Когда Герман Геринг восстановил в Германии средневековый способ казни и осужденным начали рубить топором головы, изобретательные тюремщики стали использовать гильотину - "новшество" восемнадцатого века. Но молниеносная смерть показалась Адольфу Гитлеру слишком легкой карой. Осужденные должны мучительно погибать на виселице. Поэтому фюрер приказал сделать исключение только для женщин. Остальных же врагов рейха вешать.

В тюрьме Плетцензее эти приговоры приводились в исполнение в "персональных" кабинах, отделенных черными шторами от мрачного зала пыточного флигеля.

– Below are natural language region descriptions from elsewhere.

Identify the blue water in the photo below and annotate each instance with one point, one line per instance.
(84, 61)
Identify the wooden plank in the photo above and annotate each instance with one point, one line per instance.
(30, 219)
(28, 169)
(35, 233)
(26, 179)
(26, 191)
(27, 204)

Тюремный священник Гарольд Пельхау был единственным свидетелем последних часов жизни людей, приговоренных к смерти. Добрыми печальными глазами, тихим голосом Гарольд Пельхау сразу же располагал к себе, он совершенно не походил на работников этого зловещего учреждения. Пастор ходил из камеры в камеру, тихо здоровался, спрашивая, чем может быть полезен, не хотят ли узники обратиться с последней просьбой. Он оставался наедине с обреченными, дабы наполнить души узников смирением, ободрить их перед страшным испытанием…

Но на этот раз слова священника оказались ненужными. Перед казнью советские подпольщики держались с достоинством, были спокойны. И уж совсем непостижимым для гестаповских палачей были их предсмертные крики: "Да здравствует Советская Родина!", "Да здравствует Сталин!".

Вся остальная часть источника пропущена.